I sit there, drinking, until the whiskey bottle is empty. Until all my thoughts are hemorrhaging into one another, creating a continuous band of noise that’s somehow easier to tune out. I make a quick scan of my surroundings, purely out of habit—noting the lone jogger and the old dog walker—and then I’m exiting the SUV and letting myself into the apartment building.

My hands are still stained with my crimes. I can’t remember when I last slept or when I last ate, and I’m feeling the aftereffects of both as I enter the apartment, letting the door slam shut behind me. Gray carpets, gray walls, three-thousand square feet of open floorplan and no furniture. The blinds are down, and weak sunlight is carving white stripes into the wooden slats but it’s still dark as fuck. The whiskey’s dulled my senses. I don’t hear the click of the gun until it’s bearing down on me in all its grim greeting.

“I bought you breakfast,” rumbles a deep voice. “I thought you might be hungry.”

“Is it a bullet or a bagel?” I don’t bother reaching for my own weapon to return the favor. If he wanted to kill me, I’d be dead already. “If it’s not toasted, I’m opting for the bullet. No one should have to put up with that shit.”

Dante chuckles, and lifts his muzzle to the sky, clicking his safety back on. He’s leaning against the long stretch of white island that separates the kitchen from the living area, ankles crossed—his presence by far the darkest shadow in the room. “You Americans and your culinary kinks,” he muses. “My wife has the same affliction.”

“Then your wife has decent taste in food, if nothing else. What the fuck are you doing here, Dante?” Truth be told, I’m more than surprised to see him.

“You look like shit,” he observes, tossing me a warm paper bag. “Not like you to pull an all-nighter.”

“Not like you to step foot in a country where the bounty on your head is bigger than the GDP of Peru,” I fire back. “Not unless you have business here, which I believe we concluded yesterday. Nor when your wife has recently given birth to your first child.” I open up the bag and the sweet scent of the bagel is more sobering than a cold shower. “Damn, this smells good. I don’t know whether to kiss your ass or your gun.”

“Gun would be preferable… I’m here on her request.”

The bagel pauses halfway to my mouth. “How so?”

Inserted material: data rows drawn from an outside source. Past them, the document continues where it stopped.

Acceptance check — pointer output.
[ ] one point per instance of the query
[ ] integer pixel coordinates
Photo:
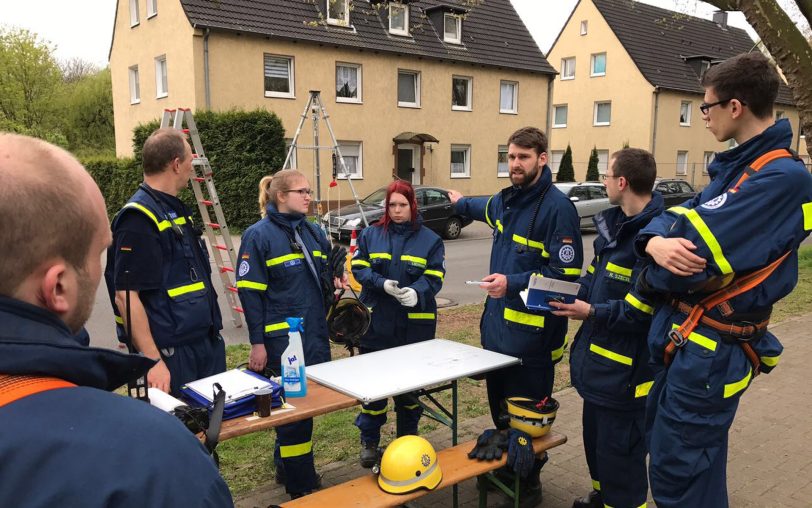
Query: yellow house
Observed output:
(422, 90)
(630, 75)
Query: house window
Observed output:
(461, 93)
(348, 83)
(409, 89)
(134, 18)
(460, 161)
(603, 113)
(338, 12)
(598, 64)
(161, 80)
(278, 76)
(682, 162)
(502, 169)
(508, 97)
(568, 68)
(351, 152)
(452, 29)
(398, 19)
(560, 115)
(685, 113)
(135, 86)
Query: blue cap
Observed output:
(295, 324)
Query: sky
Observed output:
(86, 33)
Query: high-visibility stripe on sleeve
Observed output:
(189, 288)
(247, 284)
(637, 304)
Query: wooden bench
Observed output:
(454, 463)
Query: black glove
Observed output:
(490, 445)
(520, 452)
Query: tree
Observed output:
(565, 171)
(592, 174)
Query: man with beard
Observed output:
(67, 441)
(535, 230)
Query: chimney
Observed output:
(720, 18)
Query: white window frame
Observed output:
(405, 8)
(514, 109)
(135, 85)
(343, 21)
(350, 149)
(593, 59)
(681, 166)
(457, 38)
(161, 77)
(556, 107)
(500, 151)
(416, 103)
(135, 19)
(291, 68)
(469, 93)
(595, 121)
(358, 99)
(466, 165)
(564, 67)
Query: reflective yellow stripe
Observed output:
(637, 304)
(734, 388)
(247, 284)
(625, 360)
(281, 259)
(436, 273)
(642, 389)
(295, 450)
(189, 288)
(414, 259)
(276, 326)
(524, 318)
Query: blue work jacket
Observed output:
(609, 356)
(551, 247)
(413, 256)
(275, 282)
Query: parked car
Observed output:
(589, 198)
(674, 192)
(432, 203)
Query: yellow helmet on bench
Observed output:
(409, 463)
(532, 416)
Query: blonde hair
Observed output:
(270, 185)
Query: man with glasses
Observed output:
(159, 258)
(609, 356)
(752, 216)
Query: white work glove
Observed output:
(408, 298)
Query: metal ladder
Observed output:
(216, 232)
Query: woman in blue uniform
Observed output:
(399, 264)
(282, 261)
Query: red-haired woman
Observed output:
(399, 264)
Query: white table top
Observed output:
(382, 374)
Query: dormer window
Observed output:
(338, 12)
(398, 19)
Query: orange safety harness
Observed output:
(679, 336)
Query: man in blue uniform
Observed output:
(158, 256)
(535, 230)
(757, 208)
(67, 441)
(609, 356)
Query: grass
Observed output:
(247, 461)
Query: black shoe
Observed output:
(369, 453)
(591, 500)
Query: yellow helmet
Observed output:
(409, 463)
(532, 416)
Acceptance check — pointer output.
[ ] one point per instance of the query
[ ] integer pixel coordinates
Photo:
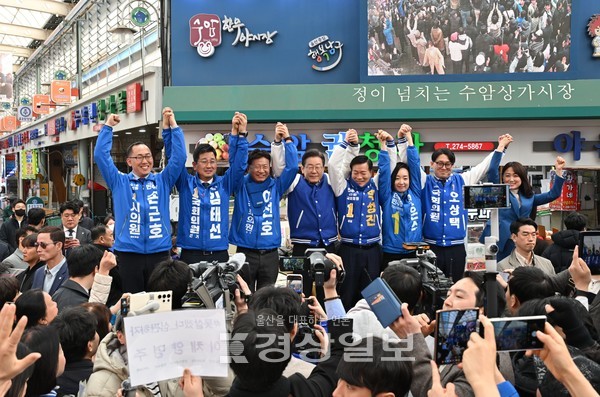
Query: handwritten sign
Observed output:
(161, 345)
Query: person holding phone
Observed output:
(523, 202)
(399, 197)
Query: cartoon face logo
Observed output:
(327, 53)
(205, 33)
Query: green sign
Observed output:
(411, 101)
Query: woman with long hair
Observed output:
(523, 201)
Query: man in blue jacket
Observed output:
(255, 226)
(141, 202)
(203, 226)
(358, 217)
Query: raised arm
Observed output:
(102, 150)
(559, 181)
(339, 163)
(177, 161)
(291, 159)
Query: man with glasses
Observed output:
(141, 201)
(444, 215)
(203, 225)
(256, 228)
(523, 233)
(50, 244)
(74, 235)
(311, 208)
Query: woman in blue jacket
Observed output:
(522, 199)
(399, 197)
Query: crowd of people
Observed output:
(61, 287)
(468, 36)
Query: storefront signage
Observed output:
(134, 97)
(569, 197)
(29, 164)
(34, 202)
(564, 143)
(25, 113)
(40, 104)
(60, 91)
(326, 53)
(465, 146)
(205, 33)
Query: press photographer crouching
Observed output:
(110, 366)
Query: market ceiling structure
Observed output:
(26, 24)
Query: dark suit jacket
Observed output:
(61, 277)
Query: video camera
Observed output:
(315, 263)
(213, 284)
(435, 282)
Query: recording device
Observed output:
(291, 263)
(146, 302)
(435, 282)
(294, 281)
(321, 266)
(589, 250)
(486, 196)
(127, 389)
(315, 263)
(517, 333)
(452, 333)
(382, 300)
(214, 282)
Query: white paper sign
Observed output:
(161, 345)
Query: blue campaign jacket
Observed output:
(312, 212)
(255, 223)
(506, 216)
(204, 212)
(141, 208)
(402, 216)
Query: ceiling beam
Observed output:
(24, 31)
(48, 6)
(17, 51)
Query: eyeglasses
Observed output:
(147, 157)
(441, 164)
(42, 244)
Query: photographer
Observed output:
(444, 224)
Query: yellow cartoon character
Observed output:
(594, 32)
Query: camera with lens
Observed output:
(214, 284)
(435, 283)
(319, 266)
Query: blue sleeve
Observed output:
(385, 177)
(176, 164)
(506, 389)
(168, 141)
(414, 167)
(552, 195)
(493, 174)
(103, 158)
(238, 162)
(284, 181)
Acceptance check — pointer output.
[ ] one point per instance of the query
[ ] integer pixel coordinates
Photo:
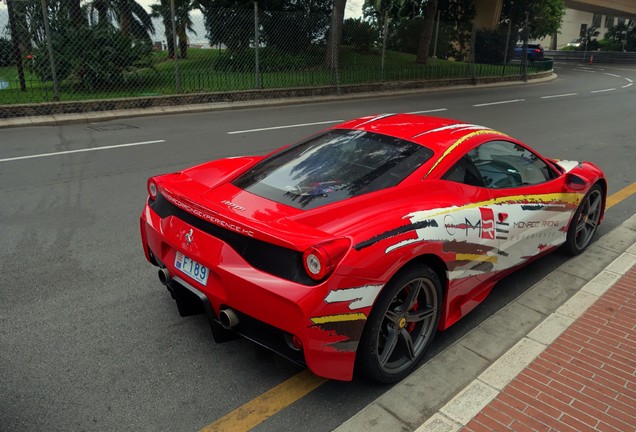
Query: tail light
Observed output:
(152, 189)
(321, 260)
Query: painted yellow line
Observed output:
(621, 195)
(286, 393)
(266, 405)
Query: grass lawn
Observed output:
(198, 73)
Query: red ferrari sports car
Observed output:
(349, 250)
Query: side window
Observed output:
(503, 164)
(464, 171)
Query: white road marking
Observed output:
(500, 102)
(284, 127)
(561, 95)
(80, 150)
(427, 111)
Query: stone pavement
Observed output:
(561, 357)
(584, 381)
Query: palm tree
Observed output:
(182, 20)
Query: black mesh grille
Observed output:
(276, 260)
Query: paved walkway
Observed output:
(584, 381)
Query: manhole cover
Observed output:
(107, 128)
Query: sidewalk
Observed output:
(584, 381)
(571, 366)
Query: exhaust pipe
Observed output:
(164, 276)
(228, 318)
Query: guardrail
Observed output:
(598, 56)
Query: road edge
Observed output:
(446, 392)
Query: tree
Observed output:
(544, 16)
(335, 33)
(359, 34)
(427, 32)
(6, 52)
(97, 56)
(133, 20)
(183, 23)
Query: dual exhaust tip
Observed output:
(227, 317)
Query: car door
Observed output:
(470, 225)
(529, 208)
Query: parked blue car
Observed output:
(535, 52)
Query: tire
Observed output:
(585, 221)
(399, 329)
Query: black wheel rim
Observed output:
(407, 326)
(588, 219)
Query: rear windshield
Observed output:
(334, 166)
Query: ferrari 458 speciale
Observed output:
(351, 249)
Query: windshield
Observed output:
(334, 166)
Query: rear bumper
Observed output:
(271, 310)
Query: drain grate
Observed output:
(112, 127)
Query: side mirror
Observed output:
(574, 182)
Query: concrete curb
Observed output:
(445, 393)
(97, 116)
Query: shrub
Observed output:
(490, 46)
(271, 59)
(359, 34)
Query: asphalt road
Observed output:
(89, 339)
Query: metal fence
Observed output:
(580, 56)
(61, 50)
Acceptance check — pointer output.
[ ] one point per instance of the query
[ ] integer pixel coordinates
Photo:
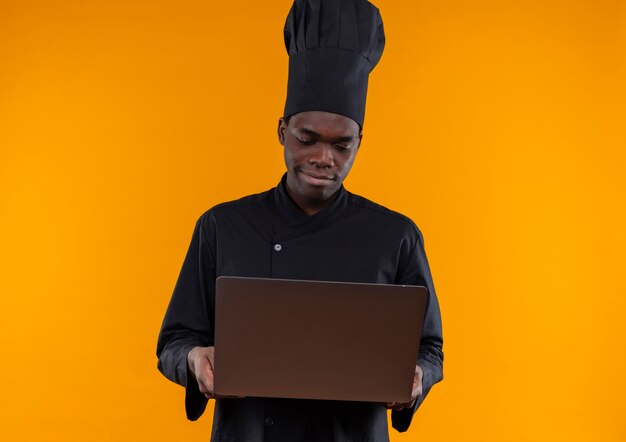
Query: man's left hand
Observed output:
(417, 392)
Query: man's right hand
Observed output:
(200, 361)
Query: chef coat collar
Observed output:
(293, 215)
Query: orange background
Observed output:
(498, 126)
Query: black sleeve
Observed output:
(430, 357)
(190, 316)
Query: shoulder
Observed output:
(381, 214)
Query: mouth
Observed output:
(315, 179)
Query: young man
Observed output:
(308, 227)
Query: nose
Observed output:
(322, 156)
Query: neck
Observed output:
(308, 206)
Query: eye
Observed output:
(306, 142)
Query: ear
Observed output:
(282, 127)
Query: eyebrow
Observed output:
(314, 134)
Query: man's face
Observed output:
(320, 148)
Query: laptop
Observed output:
(316, 339)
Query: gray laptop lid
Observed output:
(316, 339)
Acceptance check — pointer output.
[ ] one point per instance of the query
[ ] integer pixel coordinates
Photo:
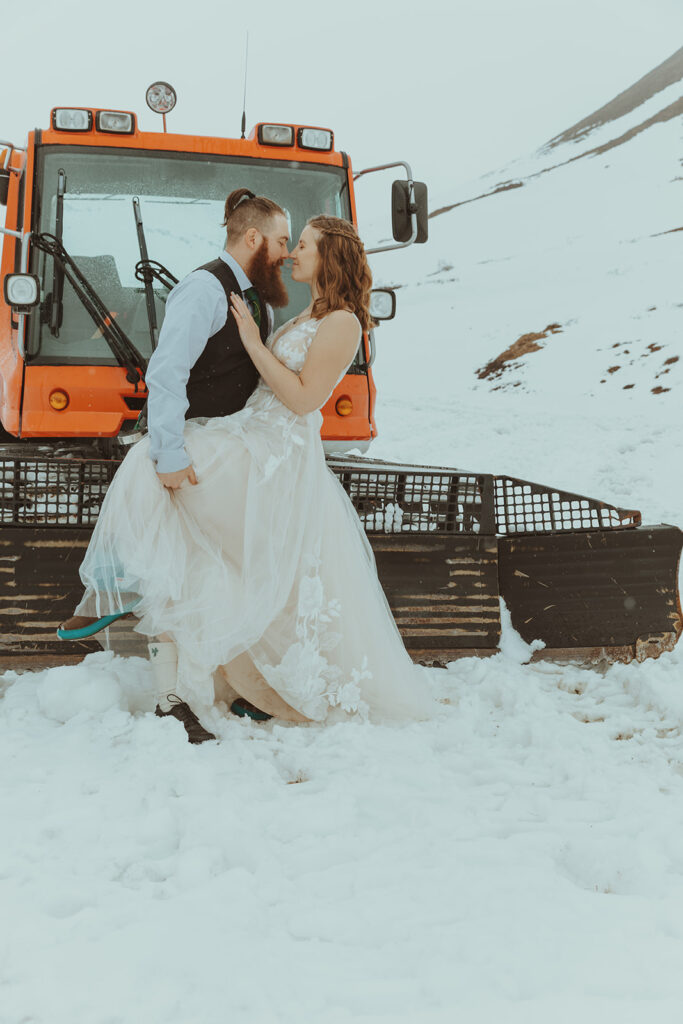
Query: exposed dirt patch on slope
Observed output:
(524, 345)
(659, 78)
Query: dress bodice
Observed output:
(290, 344)
(292, 341)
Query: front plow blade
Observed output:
(610, 594)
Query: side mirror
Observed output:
(382, 303)
(402, 207)
(22, 292)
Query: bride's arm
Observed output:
(331, 352)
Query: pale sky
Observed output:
(457, 88)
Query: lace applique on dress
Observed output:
(304, 676)
(291, 344)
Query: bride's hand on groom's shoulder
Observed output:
(247, 326)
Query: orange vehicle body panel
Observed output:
(96, 406)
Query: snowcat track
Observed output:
(580, 574)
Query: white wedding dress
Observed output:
(265, 557)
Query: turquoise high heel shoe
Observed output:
(99, 624)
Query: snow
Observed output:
(519, 857)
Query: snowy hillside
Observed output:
(519, 859)
(586, 233)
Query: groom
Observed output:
(201, 369)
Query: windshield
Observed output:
(182, 199)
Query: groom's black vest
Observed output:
(223, 377)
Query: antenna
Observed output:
(244, 102)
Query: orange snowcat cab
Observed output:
(94, 205)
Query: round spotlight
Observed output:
(161, 97)
(58, 399)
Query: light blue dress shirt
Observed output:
(196, 309)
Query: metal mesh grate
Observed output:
(420, 501)
(59, 492)
(529, 508)
(388, 498)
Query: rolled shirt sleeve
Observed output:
(196, 309)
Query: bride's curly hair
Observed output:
(344, 280)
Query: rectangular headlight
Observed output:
(275, 134)
(22, 291)
(315, 138)
(72, 119)
(115, 121)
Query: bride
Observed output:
(261, 572)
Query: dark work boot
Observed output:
(196, 731)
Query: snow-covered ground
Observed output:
(519, 858)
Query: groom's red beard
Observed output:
(266, 278)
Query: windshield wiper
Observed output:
(124, 350)
(146, 270)
(56, 306)
(143, 273)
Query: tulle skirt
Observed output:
(264, 560)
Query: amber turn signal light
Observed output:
(58, 399)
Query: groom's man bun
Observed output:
(244, 210)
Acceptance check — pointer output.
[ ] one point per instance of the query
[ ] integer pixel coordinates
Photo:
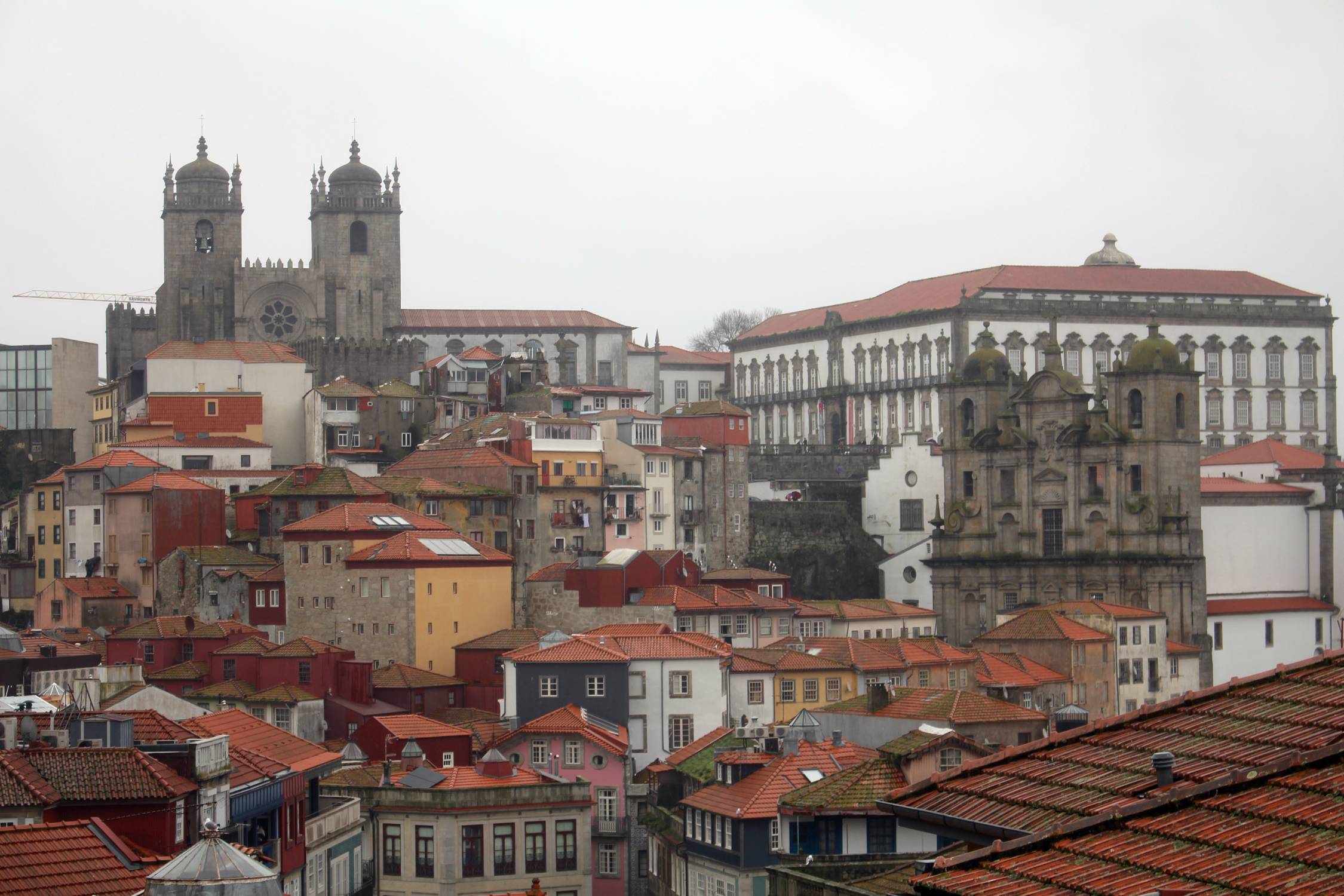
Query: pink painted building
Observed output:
(576, 745)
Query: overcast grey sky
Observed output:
(655, 163)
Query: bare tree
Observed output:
(728, 327)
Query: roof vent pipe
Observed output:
(1164, 765)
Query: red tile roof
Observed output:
(400, 675)
(759, 794)
(947, 290)
(682, 357)
(1291, 457)
(1096, 607)
(431, 460)
(250, 732)
(1015, 671)
(499, 319)
(183, 628)
(416, 726)
(119, 457)
(1235, 606)
(97, 774)
(584, 648)
(1218, 735)
(550, 573)
(958, 707)
(175, 481)
(192, 441)
(1230, 485)
(228, 351)
(1044, 625)
(577, 722)
(69, 859)
(503, 640)
(357, 517)
(410, 547)
(678, 757)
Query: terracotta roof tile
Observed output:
(1289, 457)
(175, 481)
(400, 675)
(120, 457)
(420, 547)
(498, 319)
(228, 351)
(69, 859)
(1044, 625)
(248, 731)
(1234, 606)
(945, 292)
(358, 517)
(759, 794)
(956, 707)
(576, 720)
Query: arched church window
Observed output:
(278, 319)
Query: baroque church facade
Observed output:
(350, 289)
(1054, 492)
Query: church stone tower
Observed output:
(357, 246)
(203, 231)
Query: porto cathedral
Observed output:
(350, 289)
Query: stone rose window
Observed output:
(278, 319)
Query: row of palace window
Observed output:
(863, 371)
(503, 854)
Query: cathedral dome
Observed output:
(355, 171)
(1153, 354)
(1108, 254)
(986, 364)
(202, 168)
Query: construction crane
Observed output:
(88, 297)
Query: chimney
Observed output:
(1164, 765)
(413, 757)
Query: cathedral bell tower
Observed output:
(203, 217)
(357, 246)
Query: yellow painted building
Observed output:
(104, 417)
(463, 589)
(800, 680)
(49, 528)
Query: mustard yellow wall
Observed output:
(569, 460)
(50, 551)
(483, 603)
(787, 711)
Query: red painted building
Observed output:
(480, 668)
(416, 689)
(444, 745)
(167, 641)
(139, 797)
(713, 422)
(609, 584)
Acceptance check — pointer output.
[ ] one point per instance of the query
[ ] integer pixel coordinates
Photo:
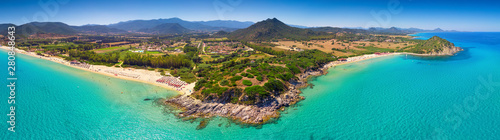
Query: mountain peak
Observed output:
(271, 29)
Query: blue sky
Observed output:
(463, 15)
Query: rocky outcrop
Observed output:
(248, 114)
(448, 50)
(434, 46)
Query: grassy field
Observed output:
(216, 39)
(339, 48)
(111, 49)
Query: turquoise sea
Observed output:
(396, 97)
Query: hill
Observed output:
(166, 28)
(434, 46)
(45, 27)
(99, 29)
(227, 23)
(135, 25)
(271, 29)
(337, 30)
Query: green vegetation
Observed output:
(432, 45)
(247, 82)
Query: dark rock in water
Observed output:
(202, 125)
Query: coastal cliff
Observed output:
(247, 114)
(434, 46)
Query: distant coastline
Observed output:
(147, 77)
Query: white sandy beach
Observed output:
(357, 59)
(139, 75)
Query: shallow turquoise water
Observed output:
(395, 97)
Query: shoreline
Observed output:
(143, 76)
(251, 114)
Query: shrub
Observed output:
(253, 90)
(260, 78)
(224, 82)
(236, 78)
(247, 82)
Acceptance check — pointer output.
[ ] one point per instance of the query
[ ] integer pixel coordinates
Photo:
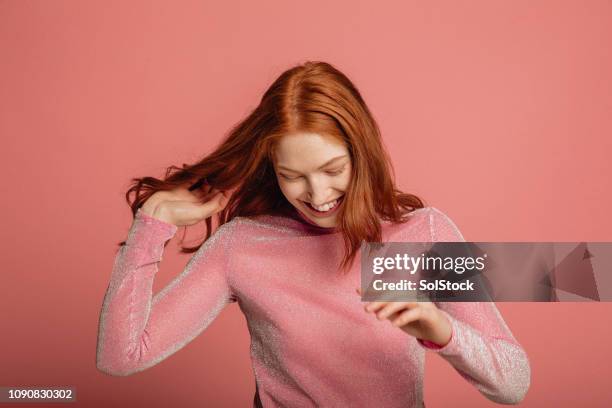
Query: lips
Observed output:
(318, 213)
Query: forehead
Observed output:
(304, 150)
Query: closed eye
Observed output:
(290, 178)
(335, 172)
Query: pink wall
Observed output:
(496, 112)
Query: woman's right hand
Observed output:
(183, 207)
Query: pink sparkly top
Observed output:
(312, 343)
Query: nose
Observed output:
(319, 192)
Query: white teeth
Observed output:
(326, 207)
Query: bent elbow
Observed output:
(513, 390)
(114, 370)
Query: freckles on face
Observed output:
(313, 172)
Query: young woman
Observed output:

“First, tell me why I had Rick Sanders bitching at me late last night.” He slides his gun into the front of his jeans. The man in black is the devil in disguise. I’ve seen him do the kind of sin that turns saints into killers. “He’s a not happy drug dealer, Grayson. Did you finger his girlfriend or piss all over one of his clubs?”

“He’s an asshole,” I say, wrapping my mouth around something other than a bottle of whiskey, and one that tastes a hell of a lot better.

“Yes, but he’s a clever asshole who saved our lives last year,” says Dante, switching his tone to a shade cooler than ice. “We've been through too much together to let your dick get in the way of things now.”